(Bloomberg) -- The European Central Bank may have already started to taper its corporate-bond buying program, according to Deutsche Bank AG.
The rate of purchases under the Corporate Sector Purchase Programme fell 50 percent in April to about 700 million euros ($853 million) per week, down from 1.4 billion euros during the first quarter, Deutsche Bank said in a note published on Tuesday. That may mean the ECB is starting a “stealth taper” to wean the European bond market off the corporate debt purchases it began in June 2016 to prop up growth, Deutsche Bank said.
“Very little trimming has been applied to the CSPP so far and that might be a reason to start a gradual slowdown of corporate purchases a lot earlier in order to avoid too abrupt a stop,” Deutsche Bank strategist Michal Jezek, wrote. “If the weekly CSPP data release next Monday confirms this pattern, it will be hard to doubt that it is indeed what has happened.”

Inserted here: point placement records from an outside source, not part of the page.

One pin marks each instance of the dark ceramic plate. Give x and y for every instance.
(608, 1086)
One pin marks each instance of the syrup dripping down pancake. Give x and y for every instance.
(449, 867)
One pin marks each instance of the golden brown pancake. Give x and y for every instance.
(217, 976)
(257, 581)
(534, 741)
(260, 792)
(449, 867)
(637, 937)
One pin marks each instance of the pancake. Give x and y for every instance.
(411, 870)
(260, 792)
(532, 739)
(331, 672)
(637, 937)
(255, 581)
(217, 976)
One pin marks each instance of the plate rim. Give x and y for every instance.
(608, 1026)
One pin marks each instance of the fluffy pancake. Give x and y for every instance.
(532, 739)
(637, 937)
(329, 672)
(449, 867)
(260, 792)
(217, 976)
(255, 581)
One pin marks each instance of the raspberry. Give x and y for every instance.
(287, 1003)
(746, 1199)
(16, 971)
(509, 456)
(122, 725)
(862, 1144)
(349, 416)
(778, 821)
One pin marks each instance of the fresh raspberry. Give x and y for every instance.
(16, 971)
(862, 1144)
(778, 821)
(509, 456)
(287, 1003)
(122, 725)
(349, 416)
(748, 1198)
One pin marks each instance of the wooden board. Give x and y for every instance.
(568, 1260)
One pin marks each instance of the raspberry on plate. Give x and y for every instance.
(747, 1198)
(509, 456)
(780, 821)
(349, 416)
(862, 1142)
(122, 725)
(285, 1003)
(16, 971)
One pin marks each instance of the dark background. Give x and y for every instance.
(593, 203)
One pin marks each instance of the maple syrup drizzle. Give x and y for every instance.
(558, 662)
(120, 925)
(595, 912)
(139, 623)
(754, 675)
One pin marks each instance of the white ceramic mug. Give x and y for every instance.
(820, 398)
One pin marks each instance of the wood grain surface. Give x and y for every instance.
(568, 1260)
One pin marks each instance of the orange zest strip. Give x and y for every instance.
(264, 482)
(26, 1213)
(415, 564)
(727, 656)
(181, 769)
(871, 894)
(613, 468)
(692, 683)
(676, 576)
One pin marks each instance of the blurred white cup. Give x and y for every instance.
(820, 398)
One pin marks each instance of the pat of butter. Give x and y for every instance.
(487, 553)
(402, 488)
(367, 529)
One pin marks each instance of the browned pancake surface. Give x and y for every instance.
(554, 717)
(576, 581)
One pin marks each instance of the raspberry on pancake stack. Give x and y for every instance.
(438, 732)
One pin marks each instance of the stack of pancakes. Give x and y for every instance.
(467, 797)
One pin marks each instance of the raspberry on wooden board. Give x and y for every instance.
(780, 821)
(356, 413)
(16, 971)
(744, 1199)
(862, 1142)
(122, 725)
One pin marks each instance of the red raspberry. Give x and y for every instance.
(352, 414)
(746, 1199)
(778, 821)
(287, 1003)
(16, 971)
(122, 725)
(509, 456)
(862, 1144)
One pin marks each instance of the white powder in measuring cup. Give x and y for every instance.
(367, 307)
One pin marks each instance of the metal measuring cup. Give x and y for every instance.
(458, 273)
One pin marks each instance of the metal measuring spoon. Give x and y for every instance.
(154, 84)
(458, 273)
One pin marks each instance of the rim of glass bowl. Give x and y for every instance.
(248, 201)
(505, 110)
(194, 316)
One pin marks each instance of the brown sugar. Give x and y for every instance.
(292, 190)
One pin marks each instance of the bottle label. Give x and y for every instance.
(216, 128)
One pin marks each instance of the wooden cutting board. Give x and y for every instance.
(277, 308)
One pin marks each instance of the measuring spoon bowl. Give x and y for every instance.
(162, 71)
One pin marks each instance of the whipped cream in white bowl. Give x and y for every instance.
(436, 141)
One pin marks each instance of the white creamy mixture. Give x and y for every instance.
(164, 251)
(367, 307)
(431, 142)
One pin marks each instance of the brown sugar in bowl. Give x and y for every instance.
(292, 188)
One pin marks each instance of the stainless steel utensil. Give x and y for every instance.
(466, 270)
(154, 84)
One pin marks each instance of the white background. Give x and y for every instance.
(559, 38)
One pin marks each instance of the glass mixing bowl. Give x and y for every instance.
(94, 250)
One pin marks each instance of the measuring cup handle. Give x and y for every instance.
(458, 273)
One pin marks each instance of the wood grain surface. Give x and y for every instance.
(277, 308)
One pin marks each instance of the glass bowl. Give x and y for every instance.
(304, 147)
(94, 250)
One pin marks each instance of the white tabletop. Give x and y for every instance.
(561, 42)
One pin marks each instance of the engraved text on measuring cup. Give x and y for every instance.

The ECB has purchased more than 150 billion euros of corporate debt since starting the program. After buoying the bond market over the past two years and squeezing yields, rising average borrowing costs this year suggest its impact may now be ebbing as purchases near a possible end in September.
The ECB already announced it would reduce purchases across its wider program, including sovereign, agency and covered bonds. In April last year it cut the pace of buying to 60 billion euros a month from 80 billion euros and reduced it further at the start of this year to 30 billion euros.
It may still be too early to conclude the ECB has accelerated tapering of the CSPP even if purchases have slowed because the data is volatile, according to David Powell, senior euro-area economist at Bloomberg Economics.
But investors are growing wary about an imminent end to the unprecedented rally in credit driven by the program. Bonds that are eligible for ECB purchases are already showing signs of losing a key pillar of support, according to Gordon Shannon, a money manager at TwentyFour Asset Management in London.
“There is an expectation of a taper,” said Shannon, whose firm oversees 10 billion pounds ($14 billion). “Bonds targeted by the ECB have suffered just as much volatility this year as the rest of the market. Previously, you wouldn’t have seen much reaction from debt that’s eligible for the purchases even as other areas sell off.”
The ECB has also been shifting its purchases toward new-issues rather than existing secondary bonds which has less impact on yields in the broader market, according to Jeroen van den Broek, ING Groep NV’s head of debt strategy and research.
In March, the ECB’s holdings of new corporate bonds increased by 3.6 billion euros, equivalent to 60 percent of its purchases that month. About 2.4 billion euros of notes were purchased in the secondary market, according to a breakdown on the ECB’s website.
The average yield on investment-grade corporate bonds rose to 0.94 percent yesterday, the highest since July, according to Bloomberg Barclays index data.
“CSPP will no longer be the stabilizer and squeeze catalyst to credit spreads,” said Van den Broek. “As the tapering process happens, less people will want to be invested in credit because the big buyer isn’t really there anymore.”